Here in the US, where I work regularly, it’s a question of money and convenience.
Medics subscribe satins because there’s no, or little, chance of comeback in the guise of a legal action from a messed up patient.
Then the process of recommendation, and related ‘marketing’, also provides big bucks to the medic/practice.
Recent requirements that force both pharma and medic to identify such income is already reducing the total amounts (squillions) involved, but pharma and their feeders are getting clever in the way financial incentive reaches its destination.
Recently, when back in the UK, I needed a cholesterol test. The values were above guidelines, so the doctor immediately said that I needed to begin a course of 40mg (40!) statins. No discussion about lifestyle, eating habits, and medical history. Needless to say, I didn’t take him up on his recommendation.
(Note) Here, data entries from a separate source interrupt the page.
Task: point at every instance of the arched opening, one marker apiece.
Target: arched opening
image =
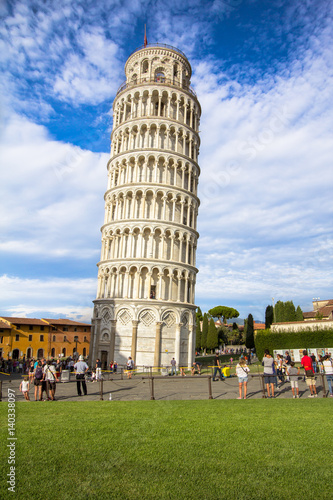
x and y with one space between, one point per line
16 354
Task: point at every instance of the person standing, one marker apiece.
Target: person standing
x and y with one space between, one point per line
268 364
24 388
242 371
217 367
98 369
293 373
327 364
129 367
310 380
81 368
38 381
173 367
51 379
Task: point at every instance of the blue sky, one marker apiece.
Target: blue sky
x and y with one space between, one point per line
263 74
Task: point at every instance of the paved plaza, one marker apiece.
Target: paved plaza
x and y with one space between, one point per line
140 388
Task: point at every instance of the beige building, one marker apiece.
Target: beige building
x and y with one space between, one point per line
145 305
39 338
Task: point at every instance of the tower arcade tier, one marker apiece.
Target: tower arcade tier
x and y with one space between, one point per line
146 276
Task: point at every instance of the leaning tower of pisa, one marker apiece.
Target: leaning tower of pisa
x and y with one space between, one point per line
146 276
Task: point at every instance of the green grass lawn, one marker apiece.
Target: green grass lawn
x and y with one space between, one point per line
260 449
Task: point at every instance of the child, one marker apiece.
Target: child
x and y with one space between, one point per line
293 373
24 387
241 371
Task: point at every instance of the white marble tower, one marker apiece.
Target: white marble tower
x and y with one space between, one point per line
146 276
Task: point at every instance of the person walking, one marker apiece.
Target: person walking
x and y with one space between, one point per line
293 373
81 368
327 364
310 380
268 364
173 367
217 367
242 371
129 367
98 369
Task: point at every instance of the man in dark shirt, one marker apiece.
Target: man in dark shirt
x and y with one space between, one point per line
217 367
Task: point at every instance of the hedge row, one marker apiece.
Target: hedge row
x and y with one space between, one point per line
313 339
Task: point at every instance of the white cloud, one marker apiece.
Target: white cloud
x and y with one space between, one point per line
47 297
53 194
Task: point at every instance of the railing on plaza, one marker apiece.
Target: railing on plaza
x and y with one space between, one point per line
152 375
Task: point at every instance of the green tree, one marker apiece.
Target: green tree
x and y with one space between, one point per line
289 311
223 335
223 312
212 341
198 336
286 311
269 316
279 312
299 314
249 339
204 332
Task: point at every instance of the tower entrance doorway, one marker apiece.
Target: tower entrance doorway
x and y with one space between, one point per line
104 360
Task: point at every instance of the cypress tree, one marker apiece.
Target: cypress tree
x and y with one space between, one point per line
290 311
249 340
299 314
212 341
268 316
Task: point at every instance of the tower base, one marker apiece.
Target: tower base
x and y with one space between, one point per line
149 331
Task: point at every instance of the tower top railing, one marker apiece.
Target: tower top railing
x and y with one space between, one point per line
162 45
158 81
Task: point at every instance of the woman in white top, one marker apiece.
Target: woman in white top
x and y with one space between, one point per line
327 364
242 371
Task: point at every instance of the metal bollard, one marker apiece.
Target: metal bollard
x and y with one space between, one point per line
101 389
263 385
324 388
210 387
152 396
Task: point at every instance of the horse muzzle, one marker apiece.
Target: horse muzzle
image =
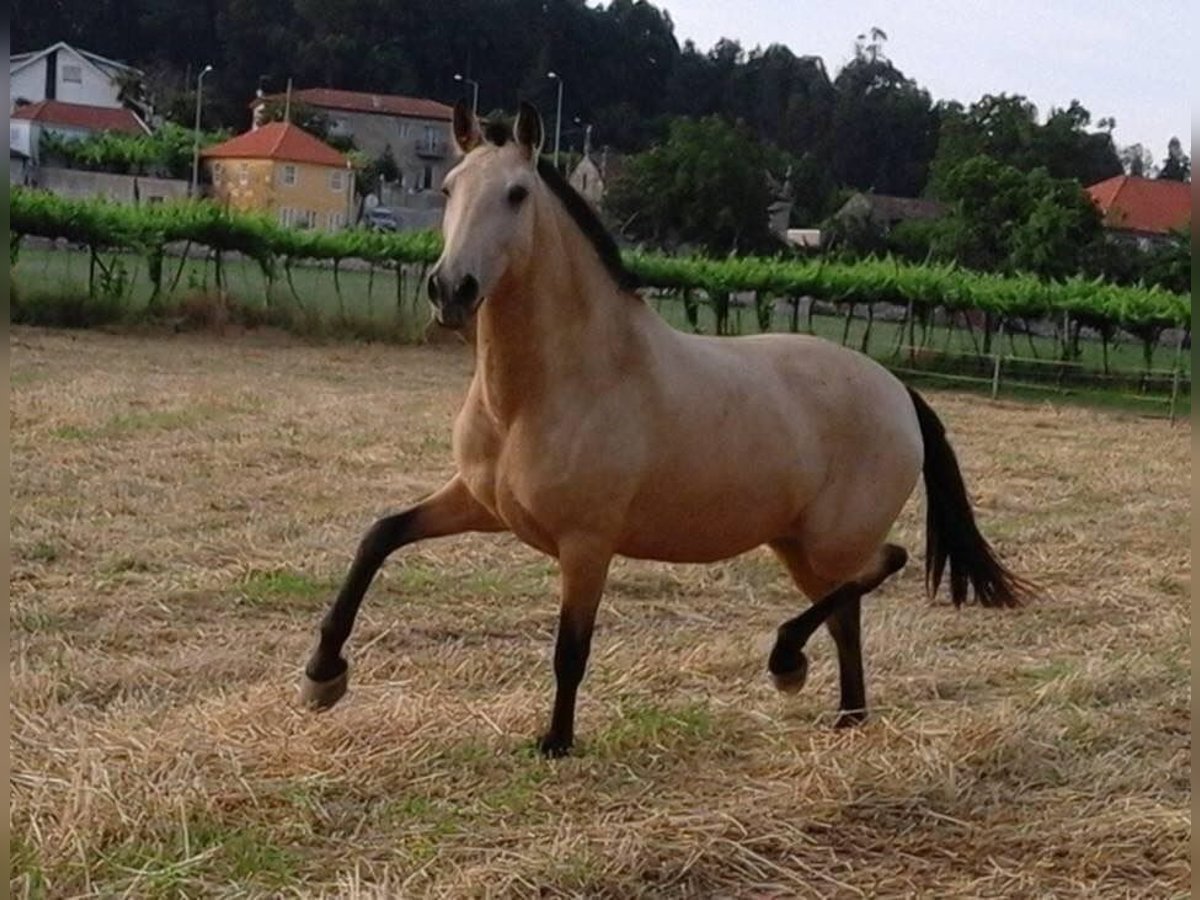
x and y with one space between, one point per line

The link to Garth Lane’s useful article is,
http://www.theactuary.com/actuary/feature/2096092/heart-matter
There is also an added comment to the article from the always excellent Uffe Ravnskov on the extent of the ‘cholesterol scandal’. Of course, a great part of that scandal is the behaviour of heavily conflicted journals like the BMJ … with their ‘ties to industry’ … whether those pharma-industrialists make statins … or vaccines.
http://www.bmj.com/content/343/bmj.d5147.full/reply#bmj_el_268989
Re the comment above regarding rabbits being fed cholesterol: as I understand it, the reason it was detrimental to the rabbits was that rabbits never, ever encounter cholesterol (in any form) in their diet in the wild, because they eat only plants, and plants contain no cholesterol whatsoever. (So feeding rabbits cholesterol and then extrapolating the results to humans was just plain ridiculous)
I agree Janet, feeding an animal upon a diet to which it is not naturally adapted is one possible hindrance to a reliable transposition of results to a human case. It’s one factor that may have confounded Anitchkov (there are alternate spellings) who conducted early experiments on rabbits.
More recent experiments on animals indicates there is a distinction in outcome between feeding those animals cholesterol or oxidised cholesterol. Dietary cholesterol seems relatively benign whereas oxidised cholesterol appears devastating.
My curiosity is whether Anitchkovs’ methods were sufficiently sophisticated to ensure the cholesterol fed to his rabbits remained ‘pure’ and did not become oxidised. This could be a second confounding factor,
More than a decade ago a ‘scare’ did the rounds that the powdered creamer commonly used in vending machine tea and coffee ‘clogged yer arteries’. The concern seems to have waned but I expect it was contemporaneous with the animal experiments that fed oxycholesterol to lab animals and found it to be deleterious.
Plant sterols constitute a class in which there are about 60 known variants. As with ‘polyunsaturates’ it could be dangerous to assume all variants posses similar properties. Cholesterol is also a ‘sterol’ as the etymology might indicate, albeit one with greater application for animals than for plants.